• İstanbul 13 °C
  • Ankara 13 °C

Laikçi Cumhuriyet Millî Mücadele’nin devamı değil, muarızıdır

Ahmet Doğan İLBEY

Kemalist Cumhuriyetin en keskin tarihi olan1928 itibariyle Millî Mücadeleyle rûhî ve fikrî, kültür ve medeniyet, anayasa ve içtimaî bakımdan hiçbir irtibatı kalmamıştır. Çünkü Millî Mücadele’nin esasları olan Kur’ân-ı Kerim harflerine, hilâfete, İslâmî eğitim gibi birçok kararlara sâdık kalınmamış, anayasadan “devletin dîni İslâmdır” hükmü çıkarılmış ve TBMM’deki yemin metninden “Allah’a yemin ederim” ifadesi kaldırılmıştır. 

M. Kemal, (1919 ve 1920’deki M. Kemal) Millî Mücadele’ye başkanlık ederken baştan sona İslâmî terminoloji kullanmıştır. Birinci Dünya Savaşı’nda Mevlevî, Kadirî ve Bektaşî dergâhları gibi çeşitli tarikat mensuplarından oluşan Alaylar’ın Çanakkale’de ve Doğu’daki Ermeni-Rus saldırısında son derece faal vazifeler yaptığını bilen M. Kemal, Heyet-i Temsiliye Başkanı olduğunda Millî Mücadeleye bu insanların fevkâlade yardımı olacağını biliyordu.

Millî Mücadele’nin rûhuna uygun Cumhuriyet kurulabilirdi

Erzurum ve Sivas Kongrelerine çok yakın günlerde Heyet-i Temsiliye’nin kurulup nizamnâmesinin yazıldığı ve memleketin topyekûn bir İstiklâl Savaşı’na gebe olduğu günlerdi. Kâzım Karabekir Paşanın Doğu’daki askerî gücünün yanında şahsî itibarının da desteğiyle nüfuzlu din adamları ve kanaat önderlerinin delege kaydedilerek Erzurum Kongresi’ne başkan seçilen ve daha sonra Heyet-i Temsiliye Başkanı olan M. Kemal kongre sonrası alınan kararları ve yapılacak diğer faaliyetleri haberdar etmek ve desteğin devam etmesini sağlamak maksadıyla nüfuzlu şeyh ve tarikat önderlerine İslâmî üslûba titizlikle uyarak mektuplar yazdığı belgeler sabit.

Halk Fırkası programına uygun olarak kurulan laikçi Cumhuriyet devletinin Millî Mücadele’nin devamı olmadığı tek cümleyle anlaşılabilir: “Vatan-ı İslâmiyye ve hilafeti kurtarmak için millî cihad ilân edilmiştir…” Millî Mücadele’nin rûhu ve fikri “dîn-i mübin-i İslâm” üzeredir, 1924 sonrası Cumhuriyet’in ruhu ve fikri ise lâdinî ve pozitivisttir.
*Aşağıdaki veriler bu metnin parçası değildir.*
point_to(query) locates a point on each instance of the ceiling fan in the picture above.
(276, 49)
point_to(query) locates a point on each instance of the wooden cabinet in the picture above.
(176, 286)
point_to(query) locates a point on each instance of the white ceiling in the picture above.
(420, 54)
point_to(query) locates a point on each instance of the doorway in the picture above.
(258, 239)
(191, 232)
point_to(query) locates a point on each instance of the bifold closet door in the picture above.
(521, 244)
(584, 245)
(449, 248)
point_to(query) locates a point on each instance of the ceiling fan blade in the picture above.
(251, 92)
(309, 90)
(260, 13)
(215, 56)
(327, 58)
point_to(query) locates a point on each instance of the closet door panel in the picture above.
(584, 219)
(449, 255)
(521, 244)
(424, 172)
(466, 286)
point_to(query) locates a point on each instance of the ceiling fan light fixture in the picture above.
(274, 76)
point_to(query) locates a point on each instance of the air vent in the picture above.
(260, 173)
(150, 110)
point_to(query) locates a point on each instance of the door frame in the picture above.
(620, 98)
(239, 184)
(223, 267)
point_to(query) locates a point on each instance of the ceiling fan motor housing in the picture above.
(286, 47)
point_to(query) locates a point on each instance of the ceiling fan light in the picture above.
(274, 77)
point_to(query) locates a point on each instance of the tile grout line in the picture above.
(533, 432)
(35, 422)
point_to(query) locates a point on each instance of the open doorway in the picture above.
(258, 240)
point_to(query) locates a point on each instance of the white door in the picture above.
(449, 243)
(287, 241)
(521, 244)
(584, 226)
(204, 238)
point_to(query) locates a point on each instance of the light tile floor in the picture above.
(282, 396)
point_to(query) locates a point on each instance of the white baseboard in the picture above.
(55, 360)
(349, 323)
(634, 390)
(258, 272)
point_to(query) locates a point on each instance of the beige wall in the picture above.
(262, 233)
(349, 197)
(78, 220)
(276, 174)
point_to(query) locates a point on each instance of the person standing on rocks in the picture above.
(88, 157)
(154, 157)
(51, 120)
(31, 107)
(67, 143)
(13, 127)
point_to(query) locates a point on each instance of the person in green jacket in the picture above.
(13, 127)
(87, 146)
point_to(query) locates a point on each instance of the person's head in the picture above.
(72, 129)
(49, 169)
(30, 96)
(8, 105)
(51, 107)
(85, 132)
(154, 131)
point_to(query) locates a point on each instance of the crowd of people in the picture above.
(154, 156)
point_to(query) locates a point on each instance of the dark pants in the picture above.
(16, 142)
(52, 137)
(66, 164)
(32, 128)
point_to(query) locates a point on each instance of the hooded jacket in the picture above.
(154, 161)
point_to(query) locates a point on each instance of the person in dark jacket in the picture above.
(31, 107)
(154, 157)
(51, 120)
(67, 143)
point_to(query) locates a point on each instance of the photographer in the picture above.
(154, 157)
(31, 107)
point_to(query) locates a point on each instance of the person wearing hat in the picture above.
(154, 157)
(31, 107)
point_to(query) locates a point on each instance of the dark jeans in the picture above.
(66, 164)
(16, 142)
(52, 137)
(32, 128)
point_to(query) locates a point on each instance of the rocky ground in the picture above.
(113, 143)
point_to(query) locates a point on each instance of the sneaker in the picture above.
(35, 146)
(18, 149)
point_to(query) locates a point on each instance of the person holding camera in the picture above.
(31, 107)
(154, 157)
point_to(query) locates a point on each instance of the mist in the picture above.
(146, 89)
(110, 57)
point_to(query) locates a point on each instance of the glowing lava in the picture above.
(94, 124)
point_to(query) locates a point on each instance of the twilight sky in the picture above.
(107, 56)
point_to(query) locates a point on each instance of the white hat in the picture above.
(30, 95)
Kemalist ilke ve inkılâplarından, diğer adıyla Halk Fırkası, yâni Chp programlarından teşekkül eden Cumhuriyet rejimini Millî Mücadele’nin devamı zannedenler yanılıyorlar.

Millî Mücadele bir başka adıyla “Millî Mücahede / Mücahede-i Millîye” Birinci Dünya Savaşı’nın ardından Birinci Meclis’in fetvalarla aldığı millî cihadın ikincisidir. Bu sebeple Türkiye dışından cihat ilânının dâvetine koşup gelen diğer Müslüman ülkelerin kanaat önderlerinden Şeyh Ahmed Senusî gibi birçok zât M. Kemal’in (1920’deki M. Kemal) dâveti üzerine Millî Mücadele için canla başla çalışmıştır.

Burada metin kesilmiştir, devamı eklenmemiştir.